Re: [GSOC] [Proposal v1] Machine-Readable Repository Information Query Tool

[Date Prev][Date Next][Thread Prev][Thread Next][Date Index][Thread Index]

 



# Proposal for GSOC 2025 to Git
**Machine-Readable Repository Information Query Tool**

## Contact Details
* **Name**: K Jayatheerth
* **Email**: jayatheerthkulkarni2005@xxxxxxxxx
* **Blog**: [Blog](https://jayatheerthkulkarni.github.io/gsoc_blog/index.html)
* **GitHub**: [GitHub](https://github.com/jayatheerthkulkarni)
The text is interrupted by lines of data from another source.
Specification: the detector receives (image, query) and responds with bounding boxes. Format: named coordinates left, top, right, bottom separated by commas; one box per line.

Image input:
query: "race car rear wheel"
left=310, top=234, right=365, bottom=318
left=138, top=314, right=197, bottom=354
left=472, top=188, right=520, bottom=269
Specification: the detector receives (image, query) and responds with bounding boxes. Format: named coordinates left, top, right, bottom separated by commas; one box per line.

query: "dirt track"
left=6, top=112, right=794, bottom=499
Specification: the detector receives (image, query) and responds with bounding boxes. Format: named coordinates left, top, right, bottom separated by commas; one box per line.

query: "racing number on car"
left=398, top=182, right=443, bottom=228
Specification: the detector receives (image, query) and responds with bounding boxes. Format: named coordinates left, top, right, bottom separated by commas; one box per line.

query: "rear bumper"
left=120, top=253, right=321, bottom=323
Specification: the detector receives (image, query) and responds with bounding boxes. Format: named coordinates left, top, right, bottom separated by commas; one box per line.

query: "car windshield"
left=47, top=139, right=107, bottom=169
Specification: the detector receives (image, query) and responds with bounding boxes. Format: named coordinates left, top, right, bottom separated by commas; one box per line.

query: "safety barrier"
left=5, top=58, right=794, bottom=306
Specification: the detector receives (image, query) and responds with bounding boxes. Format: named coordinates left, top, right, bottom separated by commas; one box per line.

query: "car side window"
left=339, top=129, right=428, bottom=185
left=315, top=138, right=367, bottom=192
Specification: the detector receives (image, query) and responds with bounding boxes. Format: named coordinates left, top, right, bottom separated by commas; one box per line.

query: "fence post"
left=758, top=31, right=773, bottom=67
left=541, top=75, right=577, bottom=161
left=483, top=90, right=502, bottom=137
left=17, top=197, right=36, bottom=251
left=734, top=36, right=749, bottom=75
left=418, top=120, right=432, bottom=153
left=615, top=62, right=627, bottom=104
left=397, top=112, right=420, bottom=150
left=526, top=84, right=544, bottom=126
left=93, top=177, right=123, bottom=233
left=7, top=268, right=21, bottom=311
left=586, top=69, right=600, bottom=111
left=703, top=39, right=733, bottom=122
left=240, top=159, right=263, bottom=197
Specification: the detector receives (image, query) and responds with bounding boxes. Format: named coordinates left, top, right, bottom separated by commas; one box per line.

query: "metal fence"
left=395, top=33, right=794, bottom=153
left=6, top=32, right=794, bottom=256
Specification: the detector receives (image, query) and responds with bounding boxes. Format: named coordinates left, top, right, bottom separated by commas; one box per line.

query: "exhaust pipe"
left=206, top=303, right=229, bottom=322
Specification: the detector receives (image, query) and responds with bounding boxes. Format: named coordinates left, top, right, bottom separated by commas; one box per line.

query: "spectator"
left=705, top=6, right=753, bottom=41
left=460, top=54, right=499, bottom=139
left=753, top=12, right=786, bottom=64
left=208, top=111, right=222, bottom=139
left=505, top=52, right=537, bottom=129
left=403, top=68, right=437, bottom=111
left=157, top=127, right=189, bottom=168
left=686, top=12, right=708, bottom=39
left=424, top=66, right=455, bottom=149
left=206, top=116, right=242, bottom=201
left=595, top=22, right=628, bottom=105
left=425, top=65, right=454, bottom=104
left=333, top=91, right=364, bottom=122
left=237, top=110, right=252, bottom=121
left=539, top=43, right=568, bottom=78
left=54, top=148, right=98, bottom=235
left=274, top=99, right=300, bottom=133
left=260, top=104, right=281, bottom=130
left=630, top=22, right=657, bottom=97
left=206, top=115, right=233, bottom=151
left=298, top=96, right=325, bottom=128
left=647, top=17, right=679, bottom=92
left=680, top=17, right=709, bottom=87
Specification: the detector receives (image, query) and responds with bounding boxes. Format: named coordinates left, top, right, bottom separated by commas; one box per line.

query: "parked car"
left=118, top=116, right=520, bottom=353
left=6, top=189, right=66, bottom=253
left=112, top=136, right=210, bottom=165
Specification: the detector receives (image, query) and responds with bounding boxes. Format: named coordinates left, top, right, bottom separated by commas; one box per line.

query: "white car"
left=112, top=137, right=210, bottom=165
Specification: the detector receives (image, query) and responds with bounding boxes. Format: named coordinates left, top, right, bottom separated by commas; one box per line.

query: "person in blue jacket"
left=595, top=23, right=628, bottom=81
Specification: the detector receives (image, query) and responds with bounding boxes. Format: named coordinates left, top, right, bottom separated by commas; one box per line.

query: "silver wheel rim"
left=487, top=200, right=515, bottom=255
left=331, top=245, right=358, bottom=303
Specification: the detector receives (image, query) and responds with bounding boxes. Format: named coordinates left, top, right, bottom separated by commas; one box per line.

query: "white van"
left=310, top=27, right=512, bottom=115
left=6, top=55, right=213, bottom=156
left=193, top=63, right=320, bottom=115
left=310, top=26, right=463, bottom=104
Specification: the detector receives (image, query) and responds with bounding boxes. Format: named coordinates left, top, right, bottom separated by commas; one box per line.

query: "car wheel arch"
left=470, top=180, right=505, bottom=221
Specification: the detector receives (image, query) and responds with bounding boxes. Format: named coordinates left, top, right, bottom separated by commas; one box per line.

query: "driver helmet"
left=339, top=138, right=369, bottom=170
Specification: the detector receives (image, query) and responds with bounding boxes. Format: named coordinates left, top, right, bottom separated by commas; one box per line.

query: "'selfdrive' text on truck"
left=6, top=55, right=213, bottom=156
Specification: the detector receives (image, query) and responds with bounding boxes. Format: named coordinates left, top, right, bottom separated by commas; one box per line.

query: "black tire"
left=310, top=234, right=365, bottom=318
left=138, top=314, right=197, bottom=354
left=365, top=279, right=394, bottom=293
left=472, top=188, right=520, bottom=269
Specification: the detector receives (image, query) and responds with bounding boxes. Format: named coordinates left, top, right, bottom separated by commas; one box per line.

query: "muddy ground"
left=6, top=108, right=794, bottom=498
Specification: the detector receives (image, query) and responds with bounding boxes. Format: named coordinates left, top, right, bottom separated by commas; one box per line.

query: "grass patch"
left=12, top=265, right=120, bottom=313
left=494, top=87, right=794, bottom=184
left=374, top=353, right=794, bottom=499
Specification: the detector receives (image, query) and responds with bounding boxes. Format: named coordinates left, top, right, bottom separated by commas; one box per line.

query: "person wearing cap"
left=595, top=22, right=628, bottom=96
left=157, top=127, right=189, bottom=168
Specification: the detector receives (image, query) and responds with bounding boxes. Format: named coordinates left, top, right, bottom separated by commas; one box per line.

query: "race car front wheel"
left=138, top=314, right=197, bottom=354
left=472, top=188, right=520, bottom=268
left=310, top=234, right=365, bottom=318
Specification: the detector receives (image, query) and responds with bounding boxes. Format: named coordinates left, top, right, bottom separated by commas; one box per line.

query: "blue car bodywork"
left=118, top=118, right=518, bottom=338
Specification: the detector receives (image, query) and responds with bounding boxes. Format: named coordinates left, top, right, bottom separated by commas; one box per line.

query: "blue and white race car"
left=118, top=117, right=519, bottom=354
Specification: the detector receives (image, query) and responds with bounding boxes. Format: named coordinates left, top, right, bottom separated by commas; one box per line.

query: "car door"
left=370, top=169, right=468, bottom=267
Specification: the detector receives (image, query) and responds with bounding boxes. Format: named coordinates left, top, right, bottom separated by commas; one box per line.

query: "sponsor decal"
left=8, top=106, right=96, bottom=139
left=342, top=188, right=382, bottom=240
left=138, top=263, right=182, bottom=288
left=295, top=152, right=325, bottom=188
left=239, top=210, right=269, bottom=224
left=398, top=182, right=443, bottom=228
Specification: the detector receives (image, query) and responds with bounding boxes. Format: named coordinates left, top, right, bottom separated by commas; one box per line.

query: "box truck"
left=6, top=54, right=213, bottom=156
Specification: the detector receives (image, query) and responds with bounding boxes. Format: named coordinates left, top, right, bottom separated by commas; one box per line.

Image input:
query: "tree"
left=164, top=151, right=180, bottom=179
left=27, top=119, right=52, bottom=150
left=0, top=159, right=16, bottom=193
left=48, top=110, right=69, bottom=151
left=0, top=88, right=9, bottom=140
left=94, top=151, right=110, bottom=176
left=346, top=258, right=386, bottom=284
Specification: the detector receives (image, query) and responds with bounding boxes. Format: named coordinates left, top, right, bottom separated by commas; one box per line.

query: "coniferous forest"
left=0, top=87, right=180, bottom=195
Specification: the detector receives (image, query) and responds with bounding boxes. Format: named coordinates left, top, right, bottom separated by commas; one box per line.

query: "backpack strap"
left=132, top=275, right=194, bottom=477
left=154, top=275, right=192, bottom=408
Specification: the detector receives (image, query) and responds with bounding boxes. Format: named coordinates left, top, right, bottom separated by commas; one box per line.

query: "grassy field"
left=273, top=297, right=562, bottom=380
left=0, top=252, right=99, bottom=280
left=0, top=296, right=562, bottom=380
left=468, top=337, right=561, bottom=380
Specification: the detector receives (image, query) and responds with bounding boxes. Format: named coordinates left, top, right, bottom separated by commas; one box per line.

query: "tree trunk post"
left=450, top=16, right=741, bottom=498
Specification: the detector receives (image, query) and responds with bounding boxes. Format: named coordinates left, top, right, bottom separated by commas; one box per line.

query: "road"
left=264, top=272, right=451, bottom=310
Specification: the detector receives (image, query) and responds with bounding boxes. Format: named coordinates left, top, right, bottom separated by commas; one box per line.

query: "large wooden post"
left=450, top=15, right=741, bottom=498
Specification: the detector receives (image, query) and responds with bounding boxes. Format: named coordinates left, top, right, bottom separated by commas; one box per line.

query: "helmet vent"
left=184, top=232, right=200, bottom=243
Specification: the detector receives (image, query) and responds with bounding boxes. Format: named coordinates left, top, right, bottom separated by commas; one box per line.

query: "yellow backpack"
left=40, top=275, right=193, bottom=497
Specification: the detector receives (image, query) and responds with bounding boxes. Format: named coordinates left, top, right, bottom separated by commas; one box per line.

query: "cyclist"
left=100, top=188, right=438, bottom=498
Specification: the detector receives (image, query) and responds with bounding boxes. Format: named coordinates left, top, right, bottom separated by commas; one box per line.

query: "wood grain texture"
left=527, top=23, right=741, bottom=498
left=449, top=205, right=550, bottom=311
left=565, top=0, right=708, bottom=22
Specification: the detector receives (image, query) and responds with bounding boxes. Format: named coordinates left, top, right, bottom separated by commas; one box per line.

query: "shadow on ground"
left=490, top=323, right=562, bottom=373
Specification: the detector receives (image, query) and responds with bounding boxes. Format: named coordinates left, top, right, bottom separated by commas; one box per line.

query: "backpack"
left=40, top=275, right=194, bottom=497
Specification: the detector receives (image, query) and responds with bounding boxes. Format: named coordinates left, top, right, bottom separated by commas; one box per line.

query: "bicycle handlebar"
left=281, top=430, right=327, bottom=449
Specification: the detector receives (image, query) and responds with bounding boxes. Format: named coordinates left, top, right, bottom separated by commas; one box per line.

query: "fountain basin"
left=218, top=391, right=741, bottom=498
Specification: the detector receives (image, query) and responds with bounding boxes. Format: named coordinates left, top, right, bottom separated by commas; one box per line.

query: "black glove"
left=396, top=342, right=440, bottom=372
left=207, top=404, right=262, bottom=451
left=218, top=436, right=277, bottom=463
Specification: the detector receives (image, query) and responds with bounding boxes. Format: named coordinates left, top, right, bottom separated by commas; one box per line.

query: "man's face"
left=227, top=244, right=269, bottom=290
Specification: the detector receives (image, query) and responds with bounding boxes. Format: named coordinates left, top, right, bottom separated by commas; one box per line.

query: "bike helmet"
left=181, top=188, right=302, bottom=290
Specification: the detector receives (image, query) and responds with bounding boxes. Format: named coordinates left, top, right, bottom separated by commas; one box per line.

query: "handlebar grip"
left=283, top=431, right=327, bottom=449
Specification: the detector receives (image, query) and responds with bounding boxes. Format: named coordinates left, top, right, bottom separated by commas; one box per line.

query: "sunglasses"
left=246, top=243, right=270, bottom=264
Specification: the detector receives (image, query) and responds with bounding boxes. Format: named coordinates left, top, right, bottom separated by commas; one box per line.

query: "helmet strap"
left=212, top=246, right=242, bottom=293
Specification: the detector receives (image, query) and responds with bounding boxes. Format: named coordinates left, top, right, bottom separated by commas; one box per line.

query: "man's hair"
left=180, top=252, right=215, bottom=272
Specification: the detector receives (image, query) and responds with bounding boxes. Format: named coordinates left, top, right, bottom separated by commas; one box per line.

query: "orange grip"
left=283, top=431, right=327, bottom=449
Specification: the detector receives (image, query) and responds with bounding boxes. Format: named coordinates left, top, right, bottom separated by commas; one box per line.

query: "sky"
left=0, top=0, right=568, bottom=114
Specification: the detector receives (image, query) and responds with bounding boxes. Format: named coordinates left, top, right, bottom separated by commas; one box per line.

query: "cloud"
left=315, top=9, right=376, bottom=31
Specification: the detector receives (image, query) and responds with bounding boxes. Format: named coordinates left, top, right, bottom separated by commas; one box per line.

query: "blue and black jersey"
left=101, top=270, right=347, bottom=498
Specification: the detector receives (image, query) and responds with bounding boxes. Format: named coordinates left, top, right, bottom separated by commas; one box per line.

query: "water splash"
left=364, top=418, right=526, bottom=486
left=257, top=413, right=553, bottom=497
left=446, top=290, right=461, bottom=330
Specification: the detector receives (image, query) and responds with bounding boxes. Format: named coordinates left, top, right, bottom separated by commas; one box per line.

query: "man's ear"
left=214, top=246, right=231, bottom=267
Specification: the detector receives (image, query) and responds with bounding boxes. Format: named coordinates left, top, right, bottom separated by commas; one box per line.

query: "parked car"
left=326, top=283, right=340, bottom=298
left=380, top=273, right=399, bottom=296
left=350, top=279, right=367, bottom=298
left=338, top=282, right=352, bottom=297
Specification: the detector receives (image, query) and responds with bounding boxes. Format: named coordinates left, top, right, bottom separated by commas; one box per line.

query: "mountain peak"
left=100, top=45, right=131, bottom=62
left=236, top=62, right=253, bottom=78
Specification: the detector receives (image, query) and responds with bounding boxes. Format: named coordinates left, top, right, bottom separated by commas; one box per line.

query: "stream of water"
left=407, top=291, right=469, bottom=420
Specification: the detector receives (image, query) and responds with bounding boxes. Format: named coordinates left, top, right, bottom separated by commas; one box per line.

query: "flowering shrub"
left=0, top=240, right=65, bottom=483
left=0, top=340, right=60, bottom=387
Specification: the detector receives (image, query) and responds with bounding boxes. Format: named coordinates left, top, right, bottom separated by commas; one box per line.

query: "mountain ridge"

## Prerequisites & Experience


As part of the GSoC application prerequisites, I have engaged with the
Git community and initiated a microproject. This involved **updating
documentation for `MyFirstContribution.adoc` and update it with modern
codebase**, providing valuable experience with Git's codebase
structure (documentation files), the contribution workflow (patch
submission using `git send-email`, addressing feedback across
versions), and communication via the mailing list.

* **Microproject Status:** v4 submitted, incorporating feedback,
awaiting further review.
* **Microproject Patch Series:** [Main mail
thread](https://lore.kernel.org/git/xmqqa59evffd.fsf@gitster.g/T/#t)
(Link to the most relevant thread demonstrating interaction and
successful patch refinement)
* **Initial Patch:** [First
Patch](https://lore.kernel.org/git/20250312081534.75536-1-jayatheerthkulkarni2005@xxxxxxxxx/t/#u)
* **Mailing List Introduction:** [First
Mail](https://lore.kernel.org/git/CA+rGoLc69R8qgbkYQiKoc2uweDwD10mxZXYFSY8xFs5eKSRVkA@xxxxxxxxxxxxxx/t/#u)
* **Blog:** My GSoC blog details these interactions:
[Blog](https://jayatheerthkulkarni.github.io/gsoc_blog/index.html)

## **Synopsis**

This project focuses on **refactoring Git by creating a dedicated
command (tentatively named `git info`, subject to further discussion)
to house the low-level repository, path, and format-related query
options currently misplaced under the "OPTIONS FOR FILES" section of
`git-rev-parse(1)`**. This new command, potentially using a subcommand
structure (e.g., `git info path`, `git info repo`), will provide a
more logical and maintainable location for this functionality. This
allows `git rev-parse` to better focus on its core purpose of parsing
revisions, ultimately improving Git's internal organization and
command structure clarity by offering a **cleaner interface** for
these specific queries.

## **Benefits to the Community**

### **1. Improves `git rev-parse` Clarity and Maintainability**
- `git rev-parse` has accumulated various options unrelated to its
primary purpose of parsing revisions, particularly those for querying
low-level repository state and paths.
- This project **directly addresses this issue** by migrating these
options to a dedicated, purpose-built command, making `git rev-parse`
cleaner and easier to understand and maintain.
- Provides a **clearer separation of concerns** within Git's command suite.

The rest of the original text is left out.